The factory continued extracting clay well into the 9th decade of the XXth century. It is the economic chaos of the 90’s that the Romanian state decided to abandon production, dismantling all built structures, selling it for scrap metal. The process was quick and the community, faced with financial difficulties, agreed to sell all of its assets. 

The lakes are the only man made structure still visible of this great industrial project. In the two decades that followed they have been gradually reconquered by nature. Ironically, as industrialized agriculture has taken hold of the nearby fields these lakes have transformed into an oasis for natural wildlife. They are currently an informal place for recreation used mainly by the local community either for fishing or bird spotting. Swimming is officially prohibited as several deaths have occured in the past years. These were caused either by the algae growing in shallow waters or by the cold currents  inhabiting the deeper pits. These have variable depths that quickly and unpredictably change the temperature of the water. While some lakes are truly deep some are drying out, as the water leveling system stopped working two decades ago. All connecting pipes are now above the water level. This creates an interesting landscape with different kinds of water textures. Birds flourish in this environment. 

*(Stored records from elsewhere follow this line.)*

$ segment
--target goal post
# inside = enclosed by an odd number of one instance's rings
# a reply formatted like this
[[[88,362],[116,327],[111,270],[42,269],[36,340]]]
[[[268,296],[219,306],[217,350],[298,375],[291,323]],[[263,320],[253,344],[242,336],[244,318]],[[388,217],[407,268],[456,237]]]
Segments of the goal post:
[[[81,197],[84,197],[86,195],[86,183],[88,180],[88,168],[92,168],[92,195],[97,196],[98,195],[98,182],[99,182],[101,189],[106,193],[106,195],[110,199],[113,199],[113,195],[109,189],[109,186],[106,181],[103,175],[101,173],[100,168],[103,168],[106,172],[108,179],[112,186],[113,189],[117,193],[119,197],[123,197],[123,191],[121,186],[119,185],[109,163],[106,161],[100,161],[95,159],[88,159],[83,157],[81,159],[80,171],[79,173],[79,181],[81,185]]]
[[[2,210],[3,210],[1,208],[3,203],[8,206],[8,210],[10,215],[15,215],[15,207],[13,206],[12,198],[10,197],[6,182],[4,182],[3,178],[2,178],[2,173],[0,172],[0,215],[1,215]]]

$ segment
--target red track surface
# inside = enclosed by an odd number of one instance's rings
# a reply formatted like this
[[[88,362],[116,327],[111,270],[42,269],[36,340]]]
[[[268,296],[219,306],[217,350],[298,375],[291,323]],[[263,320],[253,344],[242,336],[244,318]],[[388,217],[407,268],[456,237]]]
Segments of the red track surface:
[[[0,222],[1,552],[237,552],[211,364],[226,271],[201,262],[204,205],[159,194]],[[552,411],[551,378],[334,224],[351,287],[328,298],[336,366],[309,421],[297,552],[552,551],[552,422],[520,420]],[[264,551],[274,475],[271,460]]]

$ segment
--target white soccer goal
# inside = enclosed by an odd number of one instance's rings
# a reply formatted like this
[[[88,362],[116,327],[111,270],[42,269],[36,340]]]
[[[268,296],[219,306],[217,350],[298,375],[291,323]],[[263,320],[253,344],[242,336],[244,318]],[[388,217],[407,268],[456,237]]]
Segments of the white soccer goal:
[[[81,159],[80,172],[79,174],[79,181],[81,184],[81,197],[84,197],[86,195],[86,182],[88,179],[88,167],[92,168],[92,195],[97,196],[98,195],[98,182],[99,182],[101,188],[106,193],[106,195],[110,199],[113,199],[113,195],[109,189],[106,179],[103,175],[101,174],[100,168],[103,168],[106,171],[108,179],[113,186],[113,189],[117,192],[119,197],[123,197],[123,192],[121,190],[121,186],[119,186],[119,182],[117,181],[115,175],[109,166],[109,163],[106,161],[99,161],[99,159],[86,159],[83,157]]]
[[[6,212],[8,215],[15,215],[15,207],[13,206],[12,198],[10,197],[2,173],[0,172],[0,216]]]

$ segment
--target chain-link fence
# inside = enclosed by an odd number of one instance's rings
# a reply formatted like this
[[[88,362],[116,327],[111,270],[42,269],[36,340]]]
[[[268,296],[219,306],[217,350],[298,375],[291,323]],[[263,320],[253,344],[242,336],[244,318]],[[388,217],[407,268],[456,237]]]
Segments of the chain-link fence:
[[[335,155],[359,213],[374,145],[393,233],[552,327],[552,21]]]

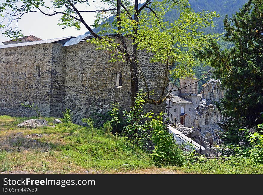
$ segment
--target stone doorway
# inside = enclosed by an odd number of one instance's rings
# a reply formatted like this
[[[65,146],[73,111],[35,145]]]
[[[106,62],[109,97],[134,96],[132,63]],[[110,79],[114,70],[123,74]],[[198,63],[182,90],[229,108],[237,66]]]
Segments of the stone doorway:
[[[181,117],[181,119],[180,120],[180,123],[181,125],[184,125],[184,116],[182,116]]]

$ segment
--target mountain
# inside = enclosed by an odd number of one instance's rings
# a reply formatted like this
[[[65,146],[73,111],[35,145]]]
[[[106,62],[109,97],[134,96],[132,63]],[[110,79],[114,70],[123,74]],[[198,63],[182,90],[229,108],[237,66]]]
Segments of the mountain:
[[[189,3],[192,8],[195,12],[202,11],[203,10],[215,11],[220,15],[220,17],[214,19],[215,27],[202,29],[206,33],[213,34],[224,33],[223,20],[225,16],[227,15],[229,17],[232,17],[232,15],[238,12],[247,1],[247,0],[190,0]],[[139,7],[142,4],[140,4]],[[178,16],[176,11],[176,10],[173,10],[167,13],[165,17],[166,19],[171,22],[173,22]],[[111,16],[108,19],[113,21],[114,17]],[[93,30],[95,32],[98,33],[100,29],[98,28]],[[232,44],[230,43],[225,43],[222,41],[221,41],[219,43],[223,48],[229,48],[232,46]],[[194,67],[193,71],[196,77],[200,79],[206,74],[210,68],[209,67],[204,67],[198,65]],[[198,82],[199,92],[201,91],[203,84],[209,79],[212,78],[212,74],[210,74],[206,79]],[[178,83],[179,81],[177,82],[177,84]]]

Local administrations have proposed various projects for regenerating the site, some going as far as proposing a water adventure park. The latest one imagines a place dedicated to bird watchers and nature enthusiasts. None, however, planned to reinterpret the industrial tradition, the memory of the production facilities and the many stories that it spanned. 

Objectives

The main objective of the competition is to generate a generous debate about the possibilities of this site in particular, and about such sites, in general. The debate should be relevant for both local communities and professional ones, and the projects developed through this tool should either be very pragmatic and easy to implement, or with a very strong conceptual value thus instigating a more elaborated approach to the site or problem.

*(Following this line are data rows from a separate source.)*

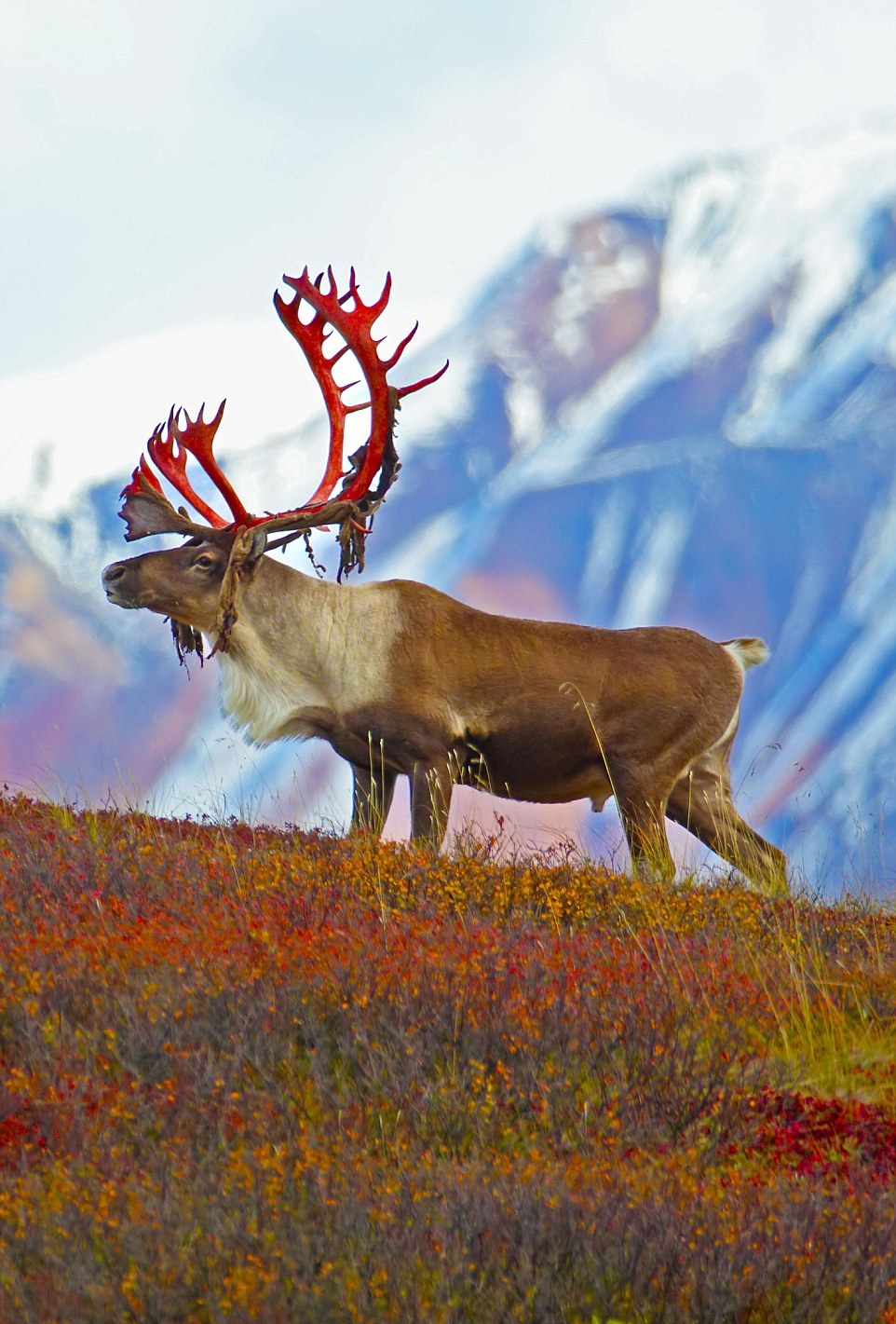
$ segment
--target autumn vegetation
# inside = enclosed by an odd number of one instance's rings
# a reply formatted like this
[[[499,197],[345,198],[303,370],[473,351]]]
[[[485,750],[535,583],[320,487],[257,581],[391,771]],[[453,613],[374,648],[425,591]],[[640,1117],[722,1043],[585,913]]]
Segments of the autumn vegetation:
[[[896,1324],[896,916],[0,798],[0,1324]]]

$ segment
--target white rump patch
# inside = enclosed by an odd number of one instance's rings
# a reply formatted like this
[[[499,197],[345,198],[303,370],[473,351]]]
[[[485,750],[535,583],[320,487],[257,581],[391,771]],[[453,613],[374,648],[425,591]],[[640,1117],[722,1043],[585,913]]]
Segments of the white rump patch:
[[[752,666],[762,666],[772,657],[765,639],[724,639],[721,646],[737,659],[744,671]]]

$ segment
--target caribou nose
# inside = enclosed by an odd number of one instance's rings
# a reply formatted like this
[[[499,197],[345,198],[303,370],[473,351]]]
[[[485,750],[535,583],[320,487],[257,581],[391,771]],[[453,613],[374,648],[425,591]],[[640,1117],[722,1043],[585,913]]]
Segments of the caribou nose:
[[[111,588],[124,576],[124,561],[114,561],[103,571],[103,588]]]

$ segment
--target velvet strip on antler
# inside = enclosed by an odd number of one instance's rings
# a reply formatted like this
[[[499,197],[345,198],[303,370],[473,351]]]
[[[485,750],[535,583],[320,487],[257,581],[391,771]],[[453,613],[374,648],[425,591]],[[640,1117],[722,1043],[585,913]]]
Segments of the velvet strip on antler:
[[[187,410],[172,408],[167,424],[160,424],[154,430],[147,442],[147,455],[140,457],[131,482],[122,491],[124,504],[120,516],[127,524],[124,535],[127,542],[151,534],[208,538],[216,530],[229,534],[244,528],[263,528],[266,532],[282,535],[271,545],[283,547],[312,528],[337,526],[339,577],[353,568],[364,567],[364,539],[369,532],[369,520],[401,467],[394,449],[396,410],[405,396],[437,381],[447,369],[447,363],[430,377],[412,385],[389,384],[386,373],[396,367],[417,331],[414,324],[389,357],[380,357],[381,340],[375,338],[373,324],[389,302],[392,277],[386,275],[380,297],[369,305],[360,297],[353,267],[344,294],[336,287],[332,267],[327,270],[327,278],[328,289],[324,289],[323,274],[312,281],[306,267],[299,277],[283,277],[286,285],[295,291],[292,299],[286,301],[279,293],[274,295],[277,312],[300,346],[318,380],[330,417],[327,465],[311,498],[292,510],[251,515],[213,454],[214,436],[224,416],[225,402],[221,401],[217,414],[209,422],[204,418],[204,405],[195,420]],[[308,320],[300,316],[304,305],[312,314]],[[334,355],[327,356],[324,346],[334,332],[343,344]],[[347,354],[357,363],[368,389],[369,399],[360,404],[347,405],[343,399],[357,381],[339,385],[335,380],[334,369]],[[345,470],[343,454],[345,421],[348,414],[364,409],[371,410],[369,436],[349,457],[349,467]],[[187,462],[191,455],[222,495],[230,514],[229,520],[213,510],[193,489],[187,477]],[[196,523],[184,507],[175,510],[151,465],[205,523]],[[379,482],[376,482],[377,475]],[[334,496],[340,479],[343,485]]]

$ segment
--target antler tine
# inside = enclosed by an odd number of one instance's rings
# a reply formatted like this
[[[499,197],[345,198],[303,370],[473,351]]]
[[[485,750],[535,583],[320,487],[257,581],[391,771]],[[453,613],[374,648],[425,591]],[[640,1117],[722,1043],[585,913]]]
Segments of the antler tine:
[[[336,354],[328,359],[323,351],[327,318],[316,310],[311,322],[302,322],[299,318],[299,307],[303,298],[302,286],[308,281],[307,266],[298,279],[285,275],[283,281],[295,290],[295,298],[287,303],[286,299],[282,298],[279,290],[275,290],[274,307],[277,308],[277,315],[304,354],[308,367],[320,387],[320,393],[323,395],[327,414],[330,417],[330,450],[327,453],[327,465],[323,478],[307,502],[308,506],[315,506],[324,502],[330,496],[343,475],[343,445],[345,438],[347,414],[347,408],[343,401],[343,391],[348,388],[337,385],[332,369],[343,355],[348,352],[349,346],[347,342],[341,350],[337,350]],[[314,289],[319,290],[322,282],[323,271],[314,282]],[[330,270],[330,285],[332,297],[336,289],[332,269]]]
[[[324,285],[324,277],[327,283]],[[196,418],[185,409],[172,405],[165,424],[159,424],[147,442],[147,455],[140,457],[131,482],[122,491],[126,498],[120,511],[128,531],[126,538],[144,538],[147,534],[179,532],[188,536],[208,536],[209,526],[214,530],[238,530],[263,527],[269,532],[282,532],[285,536],[277,545],[300,536],[311,528],[327,523],[340,526],[341,571],[363,565],[364,535],[368,532],[368,519],[385,498],[396,479],[398,457],[394,449],[396,410],[401,400],[437,381],[447,369],[439,368],[421,381],[408,387],[393,387],[386,373],[394,368],[417,332],[417,323],[400,342],[397,348],[381,357],[379,347],[384,338],[373,335],[373,324],[385,310],[392,293],[392,274],[386,273],[380,295],[372,303],[364,303],[355,274],[351,267],[348,290],[339,293],[332,266],[320,271],[312,281],[306,266],[300,275],[285,275],[283,282],[294,291],[291,299],[283,298],[279,290],[274,293],[274,307],[283,326],[298,342],[327,406],[330,417],[330,453],[327,466],[314,495],[295,510],[262,516],[250,515],[237,496],[233,486],[221,471],[213,453],[214,436],[224,416],[225,401],[210,421],[205,421],[205,404],[200,406]],[[302,305],[312,311],[308,322],[303,322]],[[327,355],[324,344],[332,332],[344,342],[335,354]],[[352,354],[367,383],[369,399],[360,404],[347,405],[343,396],[357,381],[340,385],[334,369],[345,354]],[[359,377],[359,381],[361,380]],[[371,410],[371,430],[367,442],[349,458],[348,471],[344,471],[345,420],[349,413],[361,409]],[[183,413],[183,421],[181,421]],[[232,520],[228,522],[193,489],[187,477],[187,461],[192,455],[210,478],[228,503]],[[165,496],[161,485],[152,473],[148,461],[156,466],[189,506],[205,520],[206,526],[195,524],[187,511],[176,511]],[[379,477],[379,483],[373,483]],[[334,496],[339,479],[343,486]]]
[[[339,295],[332,266],[327,269],[327,277],[330,289],[324,290],[323,281],[310,281],[308,269],[306,266],[299,277],[283,277],[286,285],[295,290],[295,299],[286,303],[279,295],[275,295],[277,311],[299,344],[302,344],[303,350],[306,350],[306,356],[315,369],[324,399],[330,396],[334,401],[336,399],[339,400],[336,408],[330,410],[331,451],[326,481],[320,483],[314,498],[307,503],[307,506],[324,499],[332,491],[332,485],[327,486],[327,483],[330,483],[331,479],[335,479],[336,475],[336,444],[340,446],[339,454],[341,457],[345,416],[348,413],[356,413],[359,409],[371,409],[369,438],[359,450],[355,469],[348,474],[345,483],[339,491],[340,499],[361,500],[369,493],[371,485],[382,465],[386,438],[392,434],[392,429],[394,428],[394,410],[400,400],[402,396],[410,395],[414,389],[420,389],[422,385],[427,384],[417,383],[412,387],[400,388],[394,395],[392,395],[396,388],[389,387],[386,383],[386,372],[397,364],[401,354],[416,331],[414,328],[414,331],[406,335],[398,344],[398,348],[388,359],[380,357],[380,342],[373,336],[372,328],[373,323],[389,302],[389,295],[392,293],[392,273],[386,273],[382,291],[379,298],[373,301],[373,303],[364,303],[361,299],[355,267],[351,269],[348,275],[347,295]],[[344,306],[349,298],[353,305],[351,308]],[[315,316],[307,323],[303,323],[299,319],[299,306],[302,299],[304,299],[315,312]],[[289,310],[289,315],[285,315],[286,310]],[[348,388],[339,388],[335,387],[335,383],[332,383],[331,369],[334,360],[328,360],[323,355],[323,342],[322,339],[318,340],[318,336],[322,335],[323,323],[330,323],[330,326],[339,332],[355,355],[368,385],[369,400],[367,402],[348,406],[343,404],[341,391]],[[316,367],[314,359],[308,355],[308,344],[314,344]],[[441,376],[441,373],[437,373],[429,380],[434,381],[438,376]],[[397,469],[394,471],[397,473]],[[299,510],[304,511],[307,510],[307,506],[299,507]]]
[[[214,458],[214,453],[212,449],[214,445],[214,434],[217,433],[218,426],[221,425],[221,418],[224,417],[225,405],[226,400],[222,400],[221,404],[218,405],[218,412],[216,413],[214,418],[210,420],[210,422],[205,422],[202,417],[205,412],[205,404],[201,405],[200,412],[195,420],[191,418],[187,410],[184,409],[183,414],[187,420],[185,428],[181,428],[180,424],[177,422],[181,413],[181,410],[179,409],[177,413],[173,416],[173,437],[177,441],[177,445],[181,448],[181,453],[187,451],[188,454],[191,454],[193,459],[197,461],[200,467],[205,471],[205,474],[212,479],[217,490],[221,493],[233,516],[233,523],[247,524],[251,522],[251,515],[237,496],[236,491],[233,490],[233,485],[221,470],[221,466]],[[169,433],[172,432],[171,422],[168,425],[168,430]],[[185,463],[187,463],[187,454],[184,454],[184,465]],[[187,496],[187,500],[191,503],[193,510],[197,510],[205,519],[209,519],[208,511],[210,511],[210,506],[206,506],[205,502],[202,502],[202,506],[205,507],[202,510],[200,508],[200,506],[196,504],[193,496],[188,495],[187,493],[184,493],[184,495]],[[214,511],[212,511],[212,514],[214,514]],[[222,519],[220,515],[214,514],[214,519],[213,520],[209,519],[209,523],[216,524],[217,528],[224,528],[229,522],[226,519]]]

Three categories of projects can be submitted:

  • small scale, tactical interventions that form various forms of networks connecting and telling the story of the site
  • visible structures (pavilions, small buildings) that become part of the site’s image and are used to frame and present it
  • landart/ landform interventions that work with the site’s topography and allow for a better understanding and parkour throughout the entire area

When working within these categories, one should have in mind the following objectives:

  • The project needs to be well adjusted to the needs and capacity of the local community. (in creation, implementation and use)
  • The project needs to use local materials and be conscious about the local environment.
  • The project needs to address both the current character of the site and its historical and cultural legacy.
  • The project needs to have a contemporary language and approach.
  • The project needs to connect to the wider context of Jimbolia as both a particular place and a typological one.